それと同時に二人が自分との力の差を感じていた事を段々と理解していった。
「本当、なのか……?」
「うん、私たちはそう感じている。だからこそ陽太君の足手まといにはなりたくない」
美鈴の一言一言が俺の心を貫いていった。
「その為には今の私たちの実力が何処までやれるのかを陽太君に見て欲しいの。

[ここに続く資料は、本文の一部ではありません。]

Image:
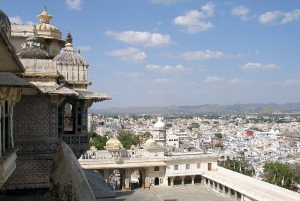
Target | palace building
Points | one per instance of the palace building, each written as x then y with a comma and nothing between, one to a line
44,104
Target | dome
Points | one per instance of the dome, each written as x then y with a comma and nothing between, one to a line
113,143
5,23
150,142
32,50
69,56
159,123
45,29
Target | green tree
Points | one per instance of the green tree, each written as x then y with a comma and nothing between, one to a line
98,141
128,138
168,125
276,172
193,125
147,135
218,135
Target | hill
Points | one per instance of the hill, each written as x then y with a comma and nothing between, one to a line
202,109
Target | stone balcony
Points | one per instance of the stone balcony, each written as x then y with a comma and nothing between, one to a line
7,165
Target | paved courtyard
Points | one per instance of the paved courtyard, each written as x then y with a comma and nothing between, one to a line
176,193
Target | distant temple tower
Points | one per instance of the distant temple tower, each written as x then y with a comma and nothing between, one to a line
159,132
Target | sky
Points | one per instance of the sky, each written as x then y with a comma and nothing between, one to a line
180,52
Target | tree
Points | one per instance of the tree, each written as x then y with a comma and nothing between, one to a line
218,135
193,125
128,138
168,125
98,141
278,173
147,135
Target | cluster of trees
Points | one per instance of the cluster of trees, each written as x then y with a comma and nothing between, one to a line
284,175
238,166
98,141
193,125
218,135
128,138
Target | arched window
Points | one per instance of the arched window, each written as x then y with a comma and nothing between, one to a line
4,132
68,118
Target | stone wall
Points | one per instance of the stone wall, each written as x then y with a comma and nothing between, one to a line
68,178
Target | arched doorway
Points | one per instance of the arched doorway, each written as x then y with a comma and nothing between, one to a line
169,181
187,180
136,179
177,181
115,179
197,179
156,181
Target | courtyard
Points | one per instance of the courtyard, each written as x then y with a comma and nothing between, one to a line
176,193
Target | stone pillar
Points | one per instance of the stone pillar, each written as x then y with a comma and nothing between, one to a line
147,179
127,178
172,181
0,130
229,192
202,180
235,195
105,175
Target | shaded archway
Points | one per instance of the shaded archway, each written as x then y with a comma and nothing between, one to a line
156,181
187,180
136,179
177,180
115,179
197,179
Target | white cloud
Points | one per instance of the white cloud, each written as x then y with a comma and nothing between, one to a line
292,82
193,20
201,55
161,81
214,79
258,66
74,4
168,69
129,75
290,16
192,83
270,17
130,54
83,48
242,12
219,80
158,92
16,19
141,38
279,17
166,2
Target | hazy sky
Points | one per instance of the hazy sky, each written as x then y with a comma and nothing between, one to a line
180,52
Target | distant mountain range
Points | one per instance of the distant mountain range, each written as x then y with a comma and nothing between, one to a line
207,108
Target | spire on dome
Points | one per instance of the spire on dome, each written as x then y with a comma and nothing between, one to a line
44,17
69,38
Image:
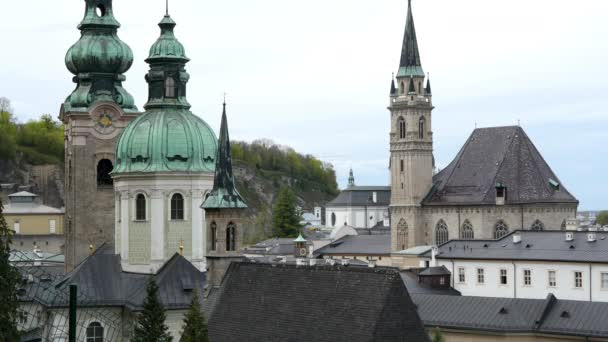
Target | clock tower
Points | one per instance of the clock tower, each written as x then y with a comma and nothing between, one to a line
94,115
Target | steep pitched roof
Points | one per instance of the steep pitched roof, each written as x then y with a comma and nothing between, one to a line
262,302
495,155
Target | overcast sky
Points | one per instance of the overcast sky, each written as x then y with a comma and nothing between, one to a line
315,74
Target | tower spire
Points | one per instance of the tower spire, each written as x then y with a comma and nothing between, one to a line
410,56
224,193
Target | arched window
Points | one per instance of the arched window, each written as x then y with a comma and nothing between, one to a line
402,234
467,231
140,207
500,229
213,235
537,225
421,127
441,233
231,237
104,167
170,89
95,332
177,207
401,128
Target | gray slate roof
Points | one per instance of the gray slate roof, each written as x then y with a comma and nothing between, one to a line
543,316
362,196
101,282
272,303
497,155
534,245
358,244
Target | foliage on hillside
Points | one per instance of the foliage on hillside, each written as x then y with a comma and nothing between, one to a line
274,161
38,142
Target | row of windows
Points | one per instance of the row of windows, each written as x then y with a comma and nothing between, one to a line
500,229
177,207
402,127
527,278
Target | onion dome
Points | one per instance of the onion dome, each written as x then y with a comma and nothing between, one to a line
98,60
167,137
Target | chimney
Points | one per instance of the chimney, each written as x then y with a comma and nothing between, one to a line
516,238
569,236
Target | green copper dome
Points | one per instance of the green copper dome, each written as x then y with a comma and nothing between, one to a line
98,60
167,46
166,140
167,137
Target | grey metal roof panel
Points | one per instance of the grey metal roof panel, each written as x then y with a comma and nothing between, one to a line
534,245
497,154
358,244
262,302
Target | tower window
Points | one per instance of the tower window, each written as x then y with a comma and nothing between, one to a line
177,207
231,237
170,88
140,207
104,167
401,128
213,235
421,124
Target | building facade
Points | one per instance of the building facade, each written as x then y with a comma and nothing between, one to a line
497,183
94,115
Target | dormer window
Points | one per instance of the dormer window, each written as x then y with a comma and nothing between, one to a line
170,88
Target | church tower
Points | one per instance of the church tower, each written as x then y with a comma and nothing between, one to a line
94,115
411,143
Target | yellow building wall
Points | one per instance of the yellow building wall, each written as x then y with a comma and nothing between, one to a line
39,224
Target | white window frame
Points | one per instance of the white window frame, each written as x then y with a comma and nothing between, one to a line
462,278
527,278
500,272
549,272
578,279
481,275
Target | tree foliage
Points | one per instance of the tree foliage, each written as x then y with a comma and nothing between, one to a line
285,216
9,282
195,326
602,218
266,156
39,141
151,325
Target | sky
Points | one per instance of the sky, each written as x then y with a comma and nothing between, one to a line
315,74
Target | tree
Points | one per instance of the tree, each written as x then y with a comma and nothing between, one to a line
602,218
151,325
285,219
437,335
9,282
195,326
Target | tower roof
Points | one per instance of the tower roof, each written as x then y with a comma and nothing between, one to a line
224,193
410,56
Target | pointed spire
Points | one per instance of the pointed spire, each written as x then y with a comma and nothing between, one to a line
412,87
224,193
410,56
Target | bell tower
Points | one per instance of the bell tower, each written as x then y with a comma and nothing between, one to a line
411,142
94,115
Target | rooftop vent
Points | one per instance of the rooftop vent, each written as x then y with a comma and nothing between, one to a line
569,236
516,238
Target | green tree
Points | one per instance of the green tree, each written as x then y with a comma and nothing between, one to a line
602,218
9,282
437,336
151,325
195,326
285,217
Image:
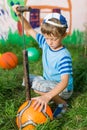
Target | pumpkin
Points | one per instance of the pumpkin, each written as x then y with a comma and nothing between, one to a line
8,60
28,118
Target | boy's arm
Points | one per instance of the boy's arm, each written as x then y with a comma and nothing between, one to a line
27,27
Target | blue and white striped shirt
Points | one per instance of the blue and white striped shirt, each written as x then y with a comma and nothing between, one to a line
55,63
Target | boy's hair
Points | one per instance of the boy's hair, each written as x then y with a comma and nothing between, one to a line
54,26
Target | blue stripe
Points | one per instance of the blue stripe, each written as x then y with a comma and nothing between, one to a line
65,67
66,57
67,72
70,62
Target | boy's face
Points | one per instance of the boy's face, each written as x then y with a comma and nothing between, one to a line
53,42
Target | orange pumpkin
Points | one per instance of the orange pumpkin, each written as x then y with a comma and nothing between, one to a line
8,60
28,118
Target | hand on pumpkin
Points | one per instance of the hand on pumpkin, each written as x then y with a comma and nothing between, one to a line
41,102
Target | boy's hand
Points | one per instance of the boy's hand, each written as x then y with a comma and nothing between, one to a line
41,102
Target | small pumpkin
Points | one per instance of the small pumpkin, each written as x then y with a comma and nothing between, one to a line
8,60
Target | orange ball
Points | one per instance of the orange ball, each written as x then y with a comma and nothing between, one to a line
8,60
28,118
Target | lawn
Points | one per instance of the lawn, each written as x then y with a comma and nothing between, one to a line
12,93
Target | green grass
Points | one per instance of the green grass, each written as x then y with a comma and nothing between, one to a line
12,93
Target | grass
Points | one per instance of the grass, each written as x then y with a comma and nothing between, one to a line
12,93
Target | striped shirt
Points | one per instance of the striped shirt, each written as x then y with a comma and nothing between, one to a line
55,63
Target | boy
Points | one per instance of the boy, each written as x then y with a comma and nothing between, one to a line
57,81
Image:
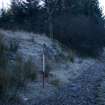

それで見極めてほしい」
「……」
美鈴にそう言われた後、俺はさっきまであった反抗する気力が無くなっていた。
それを感じた勇正は自分を止めるのを辞める。
……まさか美鈴たちがそんな事を考えていたとはな。
……いや、違う。
二人がそう思っていたのは薄々感づいていた。
けれど、自分の中でそれは絶対に勘違いと思っていた。
持っているモンスターが多いから戦いやすいだけ。
グレンたちの能力に助けられているだけ。
そう考えて現実を直視しなかったのが今の俺だ。
しかし、それももう終わりだ。
何故なら美鈴が思っていた事を言ってしまったから。
「……分かった。見届けるよ」
こうして俺は美鈴と勇正の戦いを渋々認めた。
※※※
『しかし、ミスズたちがそう感じているとは思わなかったな』
「……グレンはどう思う? そんなに俺と美鈴たちの差があるか?」
『正直、あまり無い。けど、お前らの場合は特別かもしれない』
「特別?」
恐る恐る俺が尋ねるとグレンはそう答えた。
けれど、その意味は自分には分からなかった。
『ヨウタの場合、ほとんどの戦闘で活躍してきた。対してミスズたちは一部を除いてこれといった活躍が出来なかった。恐らくそこら辺で実力の差があると感じたんだろう』
「……」
グレンの説明を聞いた後、俺は下を見始める。
確かにほとんどの戦闘で俺が止めを刺してきた。
それを活躍だと言うならば美鈴たちはあまり出来なかったのかも知れない。
けど……。
「俺は美鈴たちの事を役立たずと思った事は無い」
俺はそう言いながら拳を握り締めた。
『……まぁ、とりあえずミスズたちの実力を見ようぜ。もちろん二人の数値を見ながらな』
「……あぁ」
そう言う会話をした後、俺は苛立ちを押さえながら美鈴たちの戦いを見守っていた。